Cloud contracts in financial services: issues beyond regulation


When it comes to service levels, if companies are able to negotiate with the service provider on their standard offering, the main things to consider are the strength of the commitment to meet the service level agreements ( ALS). Companies will want to avoid loose obligations of “objectives” or “reasonable efforts”. In most cases, the SLA the business will care about most is “uptime” – businesses can’t control things like an internet outage, but there are a number of things to consider. These include:

  • The definition of “Available” – clearly indicating that this means that the solution is working according to the specification. Companies should pay attention to ‘grace periods’ before corrective action can be triggered – this may be acceptable to companies, but they will want to ensure that these periods are not so long as to jeopardize the corrective action.
  • Availability exclusions – it is reasonable for there to be ‘scheduled maintenance’, but companies will want to ensure that this work is carried out outside of their normal working hours, except in an emergency. Businesses should be aware that the “normal working hours” of suppliers based in the US will be different from those where they operate in the UK or elsewhere in Europe. Companies should also try, where possible, to negotiate so that planned maintenance is not scheduled during relevant peak periods, such as the end of the year. Companies should additionally pay attention to permitted “holidays” for planned maintenance periods – which can have unintended consequences if the service provider is, for example, based in the United States.
  • Make sure the uptime calculation is simple – include a worked example if needed to ensure everyone is on the same page.
  • Pay attention to customer dependencies – these are likely to trigger a liability waiver for the cloud service provider if not met, so it is important that the financial institution reviews them carefully, ensures that the drafting is specific enough and then ensures operational processes are in place to ensure they are adhered to.

Many service providers will not commit to proactively reporting SLAs, so the financial institution may need to track this themselves and request service credits if necessary.


There is often a real imbalance between the cost of the solution and the risks that would arise if things went wrong. This can complicate liability negotiations.

At its core, it’s about risk sharing and how much risk the service provider is willing to take – their position will often be that they don’t want to be liable for more than the annual fee. It can also be difficult to get service providers to accept liability outside the cap. This seems particularly shocking in the case of loss of data, which we often see completely excluded by providers, in cases where, in our opinion, this is in fact the primary obligation of the provider under the agreement – such as when contracted to host the data.

Provisions governing liability for data loss also require careful consideration.
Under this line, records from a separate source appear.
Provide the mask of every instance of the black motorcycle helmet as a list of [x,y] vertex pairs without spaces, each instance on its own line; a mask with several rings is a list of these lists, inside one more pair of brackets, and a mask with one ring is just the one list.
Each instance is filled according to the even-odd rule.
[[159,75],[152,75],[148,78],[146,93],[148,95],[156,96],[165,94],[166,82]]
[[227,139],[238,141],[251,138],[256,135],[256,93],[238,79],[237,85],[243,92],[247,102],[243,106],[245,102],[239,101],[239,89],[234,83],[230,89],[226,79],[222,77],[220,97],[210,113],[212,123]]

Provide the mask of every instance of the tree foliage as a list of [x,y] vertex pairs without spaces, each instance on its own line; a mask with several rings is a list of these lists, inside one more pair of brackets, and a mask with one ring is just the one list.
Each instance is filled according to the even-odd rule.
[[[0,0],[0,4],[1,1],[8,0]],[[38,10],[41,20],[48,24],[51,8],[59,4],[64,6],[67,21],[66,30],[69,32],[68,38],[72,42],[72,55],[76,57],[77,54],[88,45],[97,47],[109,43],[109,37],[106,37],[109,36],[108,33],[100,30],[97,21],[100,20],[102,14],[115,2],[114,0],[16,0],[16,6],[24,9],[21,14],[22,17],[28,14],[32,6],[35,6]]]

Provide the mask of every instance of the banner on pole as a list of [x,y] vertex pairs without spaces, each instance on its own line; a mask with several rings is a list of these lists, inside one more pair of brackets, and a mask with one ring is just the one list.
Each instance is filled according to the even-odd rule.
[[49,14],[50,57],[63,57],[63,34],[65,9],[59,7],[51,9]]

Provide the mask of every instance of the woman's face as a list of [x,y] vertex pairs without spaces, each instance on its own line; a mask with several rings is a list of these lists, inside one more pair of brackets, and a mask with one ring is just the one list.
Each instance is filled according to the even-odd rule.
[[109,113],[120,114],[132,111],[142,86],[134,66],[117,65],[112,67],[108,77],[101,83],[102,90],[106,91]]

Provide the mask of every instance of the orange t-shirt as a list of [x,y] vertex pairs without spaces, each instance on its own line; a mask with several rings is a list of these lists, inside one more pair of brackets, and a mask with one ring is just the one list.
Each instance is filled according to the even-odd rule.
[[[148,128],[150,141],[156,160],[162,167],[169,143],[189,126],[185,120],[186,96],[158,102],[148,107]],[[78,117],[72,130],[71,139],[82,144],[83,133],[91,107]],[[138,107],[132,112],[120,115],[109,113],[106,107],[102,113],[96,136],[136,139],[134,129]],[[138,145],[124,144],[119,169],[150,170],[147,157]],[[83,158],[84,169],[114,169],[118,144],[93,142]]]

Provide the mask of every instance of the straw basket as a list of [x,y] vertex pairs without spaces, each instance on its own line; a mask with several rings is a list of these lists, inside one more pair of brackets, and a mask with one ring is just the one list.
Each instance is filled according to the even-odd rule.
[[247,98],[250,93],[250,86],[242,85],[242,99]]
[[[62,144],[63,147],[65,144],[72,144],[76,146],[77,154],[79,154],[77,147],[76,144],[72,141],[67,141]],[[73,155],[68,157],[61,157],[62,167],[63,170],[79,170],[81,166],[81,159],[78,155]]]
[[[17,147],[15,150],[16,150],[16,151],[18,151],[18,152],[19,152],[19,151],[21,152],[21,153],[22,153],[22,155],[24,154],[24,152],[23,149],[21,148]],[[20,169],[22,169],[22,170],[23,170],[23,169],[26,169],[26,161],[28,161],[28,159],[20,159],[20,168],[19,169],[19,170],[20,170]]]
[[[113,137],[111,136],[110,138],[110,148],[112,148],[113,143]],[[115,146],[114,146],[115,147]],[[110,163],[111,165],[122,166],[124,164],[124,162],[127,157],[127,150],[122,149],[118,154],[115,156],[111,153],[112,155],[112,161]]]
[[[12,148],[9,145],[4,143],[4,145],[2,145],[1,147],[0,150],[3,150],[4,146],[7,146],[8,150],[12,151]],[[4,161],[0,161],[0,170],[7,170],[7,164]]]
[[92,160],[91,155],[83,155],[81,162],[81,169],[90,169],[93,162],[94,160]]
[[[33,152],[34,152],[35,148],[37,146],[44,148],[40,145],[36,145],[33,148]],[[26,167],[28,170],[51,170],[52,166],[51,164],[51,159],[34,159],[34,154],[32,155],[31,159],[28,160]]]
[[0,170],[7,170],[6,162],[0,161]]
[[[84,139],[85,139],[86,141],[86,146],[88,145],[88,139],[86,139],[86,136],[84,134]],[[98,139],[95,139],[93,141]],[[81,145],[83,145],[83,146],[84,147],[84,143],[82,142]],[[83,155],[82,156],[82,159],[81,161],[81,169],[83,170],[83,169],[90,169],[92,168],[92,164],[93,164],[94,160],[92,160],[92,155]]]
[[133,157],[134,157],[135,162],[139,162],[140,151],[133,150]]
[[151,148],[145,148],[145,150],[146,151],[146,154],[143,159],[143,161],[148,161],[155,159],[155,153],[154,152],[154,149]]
The service provider may state that their obligation is limited to restoring from the latest backup – it is important to know who is actually responsible for backups and how often this happens.

We’re starting to see more and more service providers agreeing to ‘super caps’ for data protection liability – it’s very rare that this is accepted on an unlimited basis in SaaS contracts. Other areas that financial institutions will want to consider for higher liability caps, if not accepted on an unlimited basis, are breach of confidentiality or third party intellectual property rights.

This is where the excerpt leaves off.